As of February 10, 2021, Colorado does not have any pending legislation related to COVID-19 and occupational disease claims.
In June 2020, the Colorado Senate considered a bill that for purposes of the Colorado Workers’ Compensation Act, would have presumed an essential worker contracted the virus during the course and scope of their employment if they worked outside the home. However, this bill failed due to the considerable cost concerns.
7. Has the state governor issued an executive order allowing for COVID-19 cases compensable under the Workers’ Compensation Act? If so, please provide copy of the executive order.
As of February 10, 2021, Colorado Governor Polis has not issued an executive order compelling the compensability of COVID-19 cases.
8. If COVID-19 claims are compensable under the Workers’ Compensation Act, is the waiting period waived?
Colorado has not issued any specific rules related to COVID-19. As blood borne and infectious diseases are compensable under the Colorado Workers’ Compensation Act, the same rules will apply for the waiting period.
If the period of disability does not last longer than 3 days from the day the employee leaves work as a result of the injury, then the employee is not entitled to temporary total disability benefits. If the employee is off work as a result of the injury for more than two weeks, temporary disability benefits are recoverable from the first day the injured employee left work as a result of the accident or injury. C.R.S. § 8-42-103(1)(a)-(b).
9. If the claim is compensable under the Workers’ Compensations Act and the Employer pays the employee their full salary for the first two weeks during quarantine, how does this affect the TTD benefits?

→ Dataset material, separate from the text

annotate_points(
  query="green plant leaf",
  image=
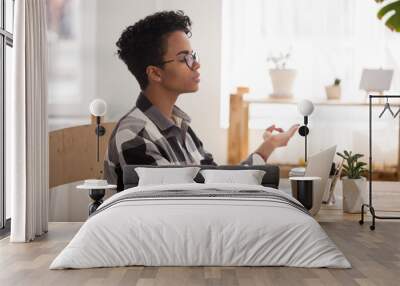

If the employee receives their full salary for the first two weeks, TTD benefits would still be owed. However, technically the employer would be reimbursed by the WC insurer for any wages they continued to pay an employee for a compensable injury. Public policy prohibits employers from avoiding paying workers’ compensation benefits by continuing to pay a worker’s salary, unless they have applied for and have been approved for the statutory wage continuation program. In Colorado, temporary indemnity benefits are paid to injured workers if they have restrictions and incur a total or partial wage loss as a result of an injury. C.R.S. § 8-42-105(1); C.R.S. § 8-42-106(1).
10. Can the TTD benefits start be delayed if the employee’s disability extends beyond 14 days if the employee receives their full salary for the first two weeks?
No. Even if an employee is receiving their full wages, they are entitled to TTD benefits. But, again, the WC insurer technically would reimburse the employer for any continuation of wages after the work injury. Additionally, after two weeks, when the employee is no longer receiving their full wages, the would be paid directly for their wage loss and TTD benefits would be owed.
11. Can the TTD benefits be offset by the full salaried paid to the employee?
If an employee is receiving their full wages, they are not suffering a wage loss, and therefore TTD benefits are not owed. The employer would technically be reimbursed for the wages paid.